Congratulations. You must be very proud.

2 comments:

Anonymous said...

well yes but, . . . darwin's theories have been an established facet of public science education for awhile now rather than a privately held belief. not to reduce our thinking to the ridiculous, but how would we look at a candidate who might espouse arithmetic as evil numerology harking back centuries and as such want it out of the public schools? science & math are part of public education and drastic changes in accepted practice is a political subject. so with all sympathy to mr. huckabee and other "sober candidates for high office", take care of that which you speak.

Father Anonymous said...

Perhaps you mistook my point, or I have mistaken yours. "Sober" was meant with a little irony, as I think they're all two-thirds-cracked.
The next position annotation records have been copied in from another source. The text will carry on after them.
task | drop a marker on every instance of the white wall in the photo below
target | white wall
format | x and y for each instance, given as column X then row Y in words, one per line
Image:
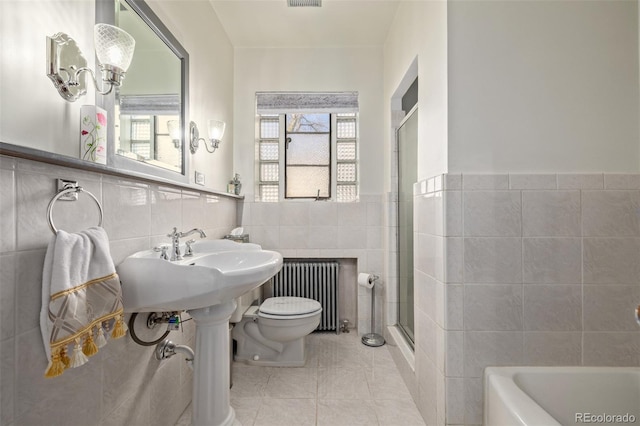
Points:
column 32, row 113
column 420, row 30
column 543, row 86
column 327, row 69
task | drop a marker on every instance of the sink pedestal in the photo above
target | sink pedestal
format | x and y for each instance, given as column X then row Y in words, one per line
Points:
column 211, row 395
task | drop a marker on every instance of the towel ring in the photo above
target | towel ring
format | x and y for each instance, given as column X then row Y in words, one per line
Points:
column 77, row 189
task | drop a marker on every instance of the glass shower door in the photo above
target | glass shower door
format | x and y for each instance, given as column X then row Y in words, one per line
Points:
column 407, row 138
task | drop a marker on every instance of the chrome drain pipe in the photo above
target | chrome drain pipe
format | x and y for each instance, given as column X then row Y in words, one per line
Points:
column 166, row 349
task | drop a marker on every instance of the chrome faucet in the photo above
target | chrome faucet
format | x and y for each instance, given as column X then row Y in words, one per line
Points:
column 175, row 241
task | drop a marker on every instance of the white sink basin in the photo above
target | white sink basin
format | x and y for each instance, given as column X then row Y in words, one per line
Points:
column 218, row 272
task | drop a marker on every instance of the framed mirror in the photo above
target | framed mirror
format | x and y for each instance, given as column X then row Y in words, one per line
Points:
column 149, row 110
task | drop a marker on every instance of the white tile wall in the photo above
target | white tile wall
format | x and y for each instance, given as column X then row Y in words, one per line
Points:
column 539, row 269
column 123, row 384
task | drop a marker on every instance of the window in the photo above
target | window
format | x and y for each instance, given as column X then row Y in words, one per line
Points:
column 317, row 153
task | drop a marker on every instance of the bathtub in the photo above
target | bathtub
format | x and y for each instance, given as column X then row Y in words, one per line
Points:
column 550, row 396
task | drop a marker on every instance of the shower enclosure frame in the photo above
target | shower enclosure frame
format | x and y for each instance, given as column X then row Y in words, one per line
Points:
column 408, row 334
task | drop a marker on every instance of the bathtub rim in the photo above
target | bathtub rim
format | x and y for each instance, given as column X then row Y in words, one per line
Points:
column 518, row 403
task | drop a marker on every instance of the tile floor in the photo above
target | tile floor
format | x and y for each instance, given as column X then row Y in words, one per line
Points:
column 343, row 383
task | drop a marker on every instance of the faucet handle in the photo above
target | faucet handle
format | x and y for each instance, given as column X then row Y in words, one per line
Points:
column 174, row 233
column 163, row 249
column 189, row 250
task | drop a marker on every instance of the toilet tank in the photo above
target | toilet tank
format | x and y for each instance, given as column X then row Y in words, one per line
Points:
column 244, row 302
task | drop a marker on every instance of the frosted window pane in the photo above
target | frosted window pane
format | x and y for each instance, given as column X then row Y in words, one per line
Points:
column 346, row 172
column 269, row 193
column 140, row 130
column 347, row 151
column 143, row 149
column 346, row 193
column 269, row 172
column 308, row 123
column 269, row 128
column 346, row 129
column 306, row 181
column 308, row 149
column 268, row 151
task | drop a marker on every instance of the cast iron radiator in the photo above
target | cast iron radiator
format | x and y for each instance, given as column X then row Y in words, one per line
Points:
column 313, row 279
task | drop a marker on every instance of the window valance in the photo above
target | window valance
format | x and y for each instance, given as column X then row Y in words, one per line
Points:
column 288, row 102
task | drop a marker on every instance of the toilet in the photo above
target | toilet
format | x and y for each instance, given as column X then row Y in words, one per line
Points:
column 273, row 334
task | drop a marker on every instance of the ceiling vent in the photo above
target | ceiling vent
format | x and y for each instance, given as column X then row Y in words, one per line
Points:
column 304, row 3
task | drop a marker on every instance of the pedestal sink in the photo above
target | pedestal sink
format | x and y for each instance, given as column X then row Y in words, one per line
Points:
column 205, row 285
Your comparison of evolution to arithmetic is about on target.

There is a modest technical difference, in that arithmetic can actually be proven, while evolution, by its nature, remains a theory -- albeit an extremely powerful one. And another, I suppose, in that some public schools are now pressured to treat Creationism/ID as "just another theory" as though it were of equal scientific merit. But, that said, watching potential Presidents stand on stage and disavow Darwin was one of the scariest moments of my life.

What I'm getting at is, first, that the Reeds and Falwells and those they have indoctrinated have created a world in which candidates are forced to (a) either disbelieve this powerful and widely-accepted theory or, worse yet, (b) lie about their convictions to appease the boobocracy. And second, that the cynical manipulative politicos who created this situation no right to complain when their public, having learned to expect agreement on matters of moral theology, demands agreement on other doctrinal matters.